人工知能(AI)技術に対する規制の動きが広がってきた。米ウォール・ストリート・ジャーナルやロイターなどは3月31日、イタリア当局が米オープンAIの対話AIサービス「ChatGPT(チャットGPT)」を一時的に禁止したと報じた。情報を不適切に収集・保存していたことが問題だという。
「法的根拠がない」「子供の発達に不適切」
イタリアのデータ保護当局は声明で、オープンAIが自社のアルゴリズムを訓練するために収集した膨大なデータについて、その使用に「法的根拠がない」と指摘した。加えて、同社に対する調査を開始したことも明らかにした。イタリア当局は欧州連合(EU)のデータ保護規則を順守させるため、20日間の猶予を同社に与えた。オープンAIは期限内にどのような措置を講じるかを示す必要があり、応じない場合は制裁金を科される可能性がある。

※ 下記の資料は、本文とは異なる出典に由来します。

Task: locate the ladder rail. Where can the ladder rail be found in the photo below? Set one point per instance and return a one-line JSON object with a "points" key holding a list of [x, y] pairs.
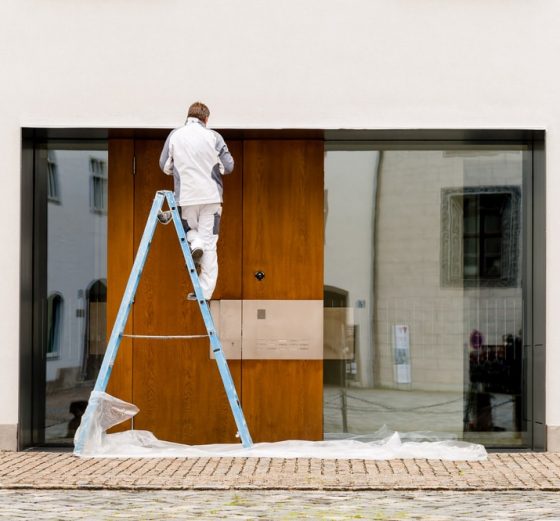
{"points": [[121, 319], [215, 343]]}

EUの一般データ保護規則(GDPR)に基づく制裁金の最高額は、企業の世界年間売上高の4%、または 2000万ユーロ(約29億円)のいずれか多い額になる。
イタリア当局は、ChatGPTが利用者の年齢を確認せず、13歳未満の使用を禁止する仕組みがないことも問題視している。「ChatGPTが生成する回答には、子供の発達・自己形成過程において完全に不適切なものがある」と指摘している。
ウォール・ストリート・ジャーナルによれば、イタリア当局が今後さらに多くの要求を出した場合、より複雑な論争が生じる可能性がある。例えば、当局が特定の人物に関する情報をAIモデルのトレーニングデータから除外・削除するよう要求する可能性がある。また、個人による情報の除外・削除要求に応じるよう義務づける可能性もあるという。